The film is fluidly acted and directed, stays rooted in societal dynamics and personalities, resists stylistic flourishes, unfolds as an observational urban satire, and thrives on the ‘cinema’ of chaos and conversation (bonus: people speaking over one another and cutting each other off mid-sentence). You can tell that the crew is composed of seasoned theater veterans. The spatial awareness is great, the energy is organic, and at no point does one pocket of the place feel isolated from the other. All of them seem to be present at all times, regardless of who the camera focuses on. For instance, when some of them gossip in the kitchen, it still feels like the other actors are performing outside — not resting or waiting for their own scenes.

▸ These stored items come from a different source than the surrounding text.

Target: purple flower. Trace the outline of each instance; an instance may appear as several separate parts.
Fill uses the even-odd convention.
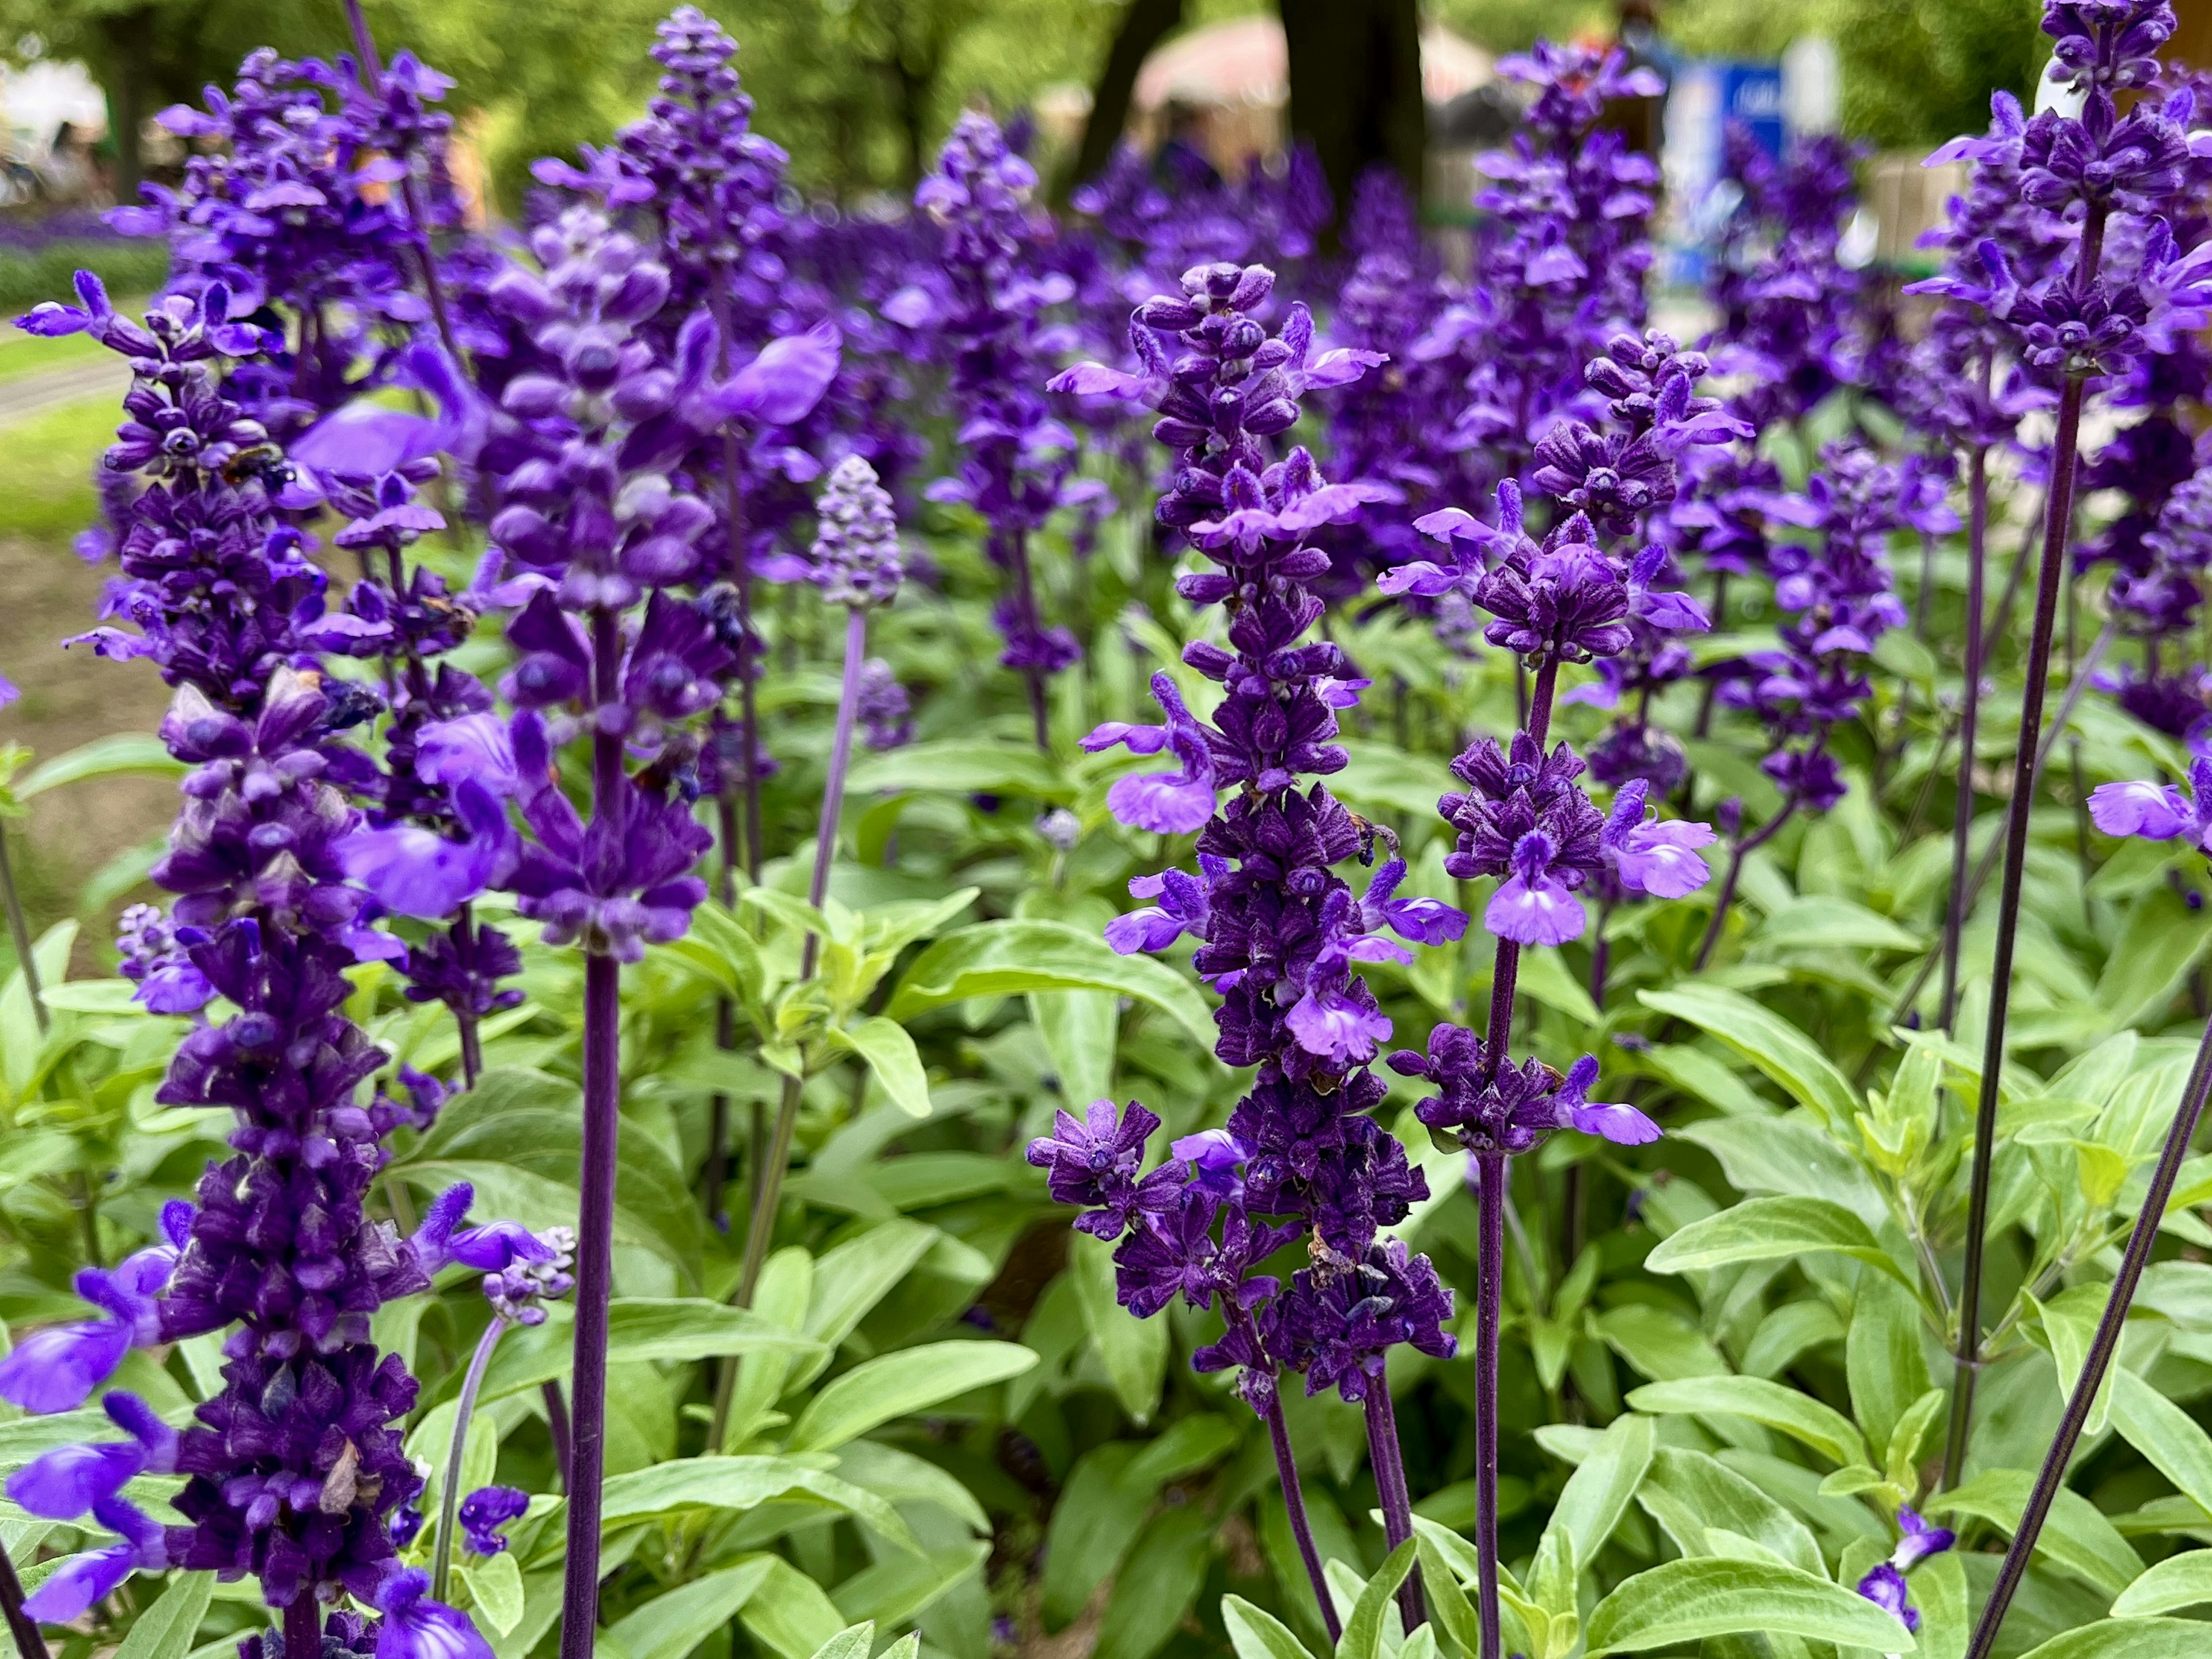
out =
[[[887,605],[905,568],[898,519],[876,470],[848,455],[830,474],[817,503],[812,578],[831,605],[855,610]]]
[[[519,844],[506,809],[474,778],[453,787],[453,801],[464,841],[400,824],[357,830],[332,851],[386,910],[425,921],[449,916],[513,871]]]
[[[155,1297],[176,1270],[184,1243],[179,1235],[191,1215],[188,1204],[165,1206],[161,1224],[170,1243],[139,1251],[112,1273],[98,1267],[79,1272],[76,1293],[110,1316],[48,1326],[25,1337],[0,1359],[0,1400],[41,1414],[75,1411],[134,1346],[160,1340]]]
[[[1188,835],[1213,816],[1213,756],[1206,728],[1184,705],[1182,693],[1165,674],[1152,676],[1152,698],[1167,716],[1164,726],[1130,726],[1109,720],[1083,739],[1092,754],[1116,744],[1135,755],[1163,749],[1182,763],[1174,772],[1145,772],[1114,781],[1106,805],[1133,830],[1155,835]]]
[[[1712,878],[1711,866],[1698,856],[1715,836],[1711,824],[1662,823],[1644,805],[1650,786],[1642,778],[1621,786],[1599,837],[1606,863],[1632,893],[1655,898],[1686,898]]]
[[[118,1389],[100,1404],[115,1425],[131,1437],[94,1446],[62,1446],[33,1459],[8,1477],[8,1496],[21,1508],[49,1521],[74,1521],[115,1497],[141,1474],[167,1474],[176,1468],[177,1431],[155,1416],[134,1394]]]
[[[1589,1099],[1590,1085],[1596,1081],[1597,1061],[1589,1054],[1567,1069],[1565,1080],[1552,1097],[1560,1127],[1579,1129],[1621,1146],[1641,1146],[1659,1139],[1659,1126],[1633,1106]]]
[[[492,1659],[491,1644],[466,1613],[428,1599],[430,1575],[419,1567],[393,1573],[376,1592],[384,1615],[376,1659]]]
[[[1414,1109],[1431,1133],[1473,1152],[1533,1151],[1558,1129],[1577,1129],[1622,1146],[1656,1140],[1659,1130],[1632,1106],[1593,1103],[1597,1061],[1585,1054],[1565,1077],[1541,1060],[1493,1058],[1473,1031],[1442,1024],[1425,1054],[1401,1048],[1389,1060],[1401,1077],[1426,1079],[1437,1093]]]
[[[2186,836],[2191,845],[2212,850],[2212,762],[2190,769],[2190,796],[2173,785],[2105,783],[2089,792],[2089,817],[2108,836],[2139,836],[2172,841]],[[2194,797],[2191,799],[2190,797]]]
[[[1860,1579],[1858,1591],[1906,1630],[1916,1635],[1919,1633],[1920,1613],[1906,1599],[1905,1575],[1888,1562],[1877,1563],[1872,1571]]]
[[[1541,830],[1531,830],[1516,841],[1507,865],[1511,873],[1491,895],[1482,925],[1516,945],[1565,945],[1580,938],[1589,916],[1554,872],[1559,854],[1559,843]],[[1578,873],[1565,868],[1569,874]]]
[[[1271,1346],[1303,1370],[1306,1392],[1334,1388],[1361,1401],[1383,1386],[1389,1350],[1407,1344],[1436,1359],[1459,1352],[1443,1328],[1452,1293],[1425,1255],[1397,1239],[1378,1240],[1357,1261],[1324,1256],[1291,1275],[1290,1292],[1270,1310]]]
[[[1144,1212],[1174,1202],[1182,1185],[1182,1171],[1174,1164],[1137,1176],[1145,1142],[1159,1127],[1159,1119],[1134,1101],[1117,1114],[1112,1101],[1094,1100],[1080,1120],[1054,1113],[1053,1133],[1030,1142],[1024,1156],[1048,1172],[1054,1203],[1099,1206],[1078,1216],[1077,1227],[1099,1238],[1118,1238]]]
[[[1123,956],[1139,951],[1164,951],[1188,933],[1206,937],[1206,888],[1228,873],[1228,866],[1211,854],[1199,855],[1199,875],[1163,870],[1156,876],[1134,876],[1129,881],[1133,898],[1160,902],[1132,910],[1106,924],[1106,942]]]
[[[1929,1526],[1906,1505],[1899,1505],[1897,1524],[1905,1535],[1898,1540],[1889,1564],[1899,1572],[1911,1571],[1916,1563],[1931,1555],[1941,1555],[1959,1541],[1958,1534],[1950,1528]]]
[[[114,1593],[134,1572],[161,1572],[173,1564],[161,1528],[120,1498],[103,1498],[92,1517],[122,1541],[88,1554],[71,1556],[46,1582],[23,1598],[23,1611],[42,1625],[66,1625],[82,1618]]]
[[[530,1494],[514,1486],[478,1486],[461,1499],[461,1533],[477,1555],[498,1555],[507,1548],[500,1528],[519,1519],[530,1507]]]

When there’s a private chat in a bedroom, there’s a sense that life is continuing beyond the space.

These are small but underrated touches that not enough chamber dramas wield. When there are so many people, screenwriters often struggle with exposition; all their names and equations with each other have to be conveyed through dialogue before the viewer gets invested. This film does a neat job of weaving it all in through both lived-in vibes and plot placement — the policeman asks pointed questions in one timeline, and a few outsiders in the group become the medium to delve into other identities. For once, the specifics don’t matter. As long as we vaguely know of the attendees and their degrees of separation — brother, father, wife, colleague, friends, caretaker, professors and their age-gap plus ones — the story doesn’t get sidetracked by the details. I also like that one of the newcomers is a psychiatrist (played by Kapoor himself) who doubles up as the ‘detective’. He is trained to be sharp and perceptive, so he makes educated guesses and operates as a vessel of information for the audience.

Unfortunately, a whodunnit is invariably defined by the climax. The twist. The big reveal. In that sense, Everybody Loves Sohrab Handa resorts to a corny genre gimmick. It’s like life suddenly collapses into fiction. But I believe it’s the execution that’s a bit off (especially parting exchanges like “What will save us, professor?” — “Beauty”), not the idea behind it. Without giving away too much, it’s safe to say that the twist is a satisfactory riff on generational abuse, repressed masculinity and the complicity of privilege. The obvious subtext is that everyone is responsible for Sohrab Handa’s fate: the people who nurture, empower, love, antagonise, indulge and befriend him. Nobody is beyond reproach, not least the upscale whims of an urban demographic that loves discussing the world they are responsible for corrupting.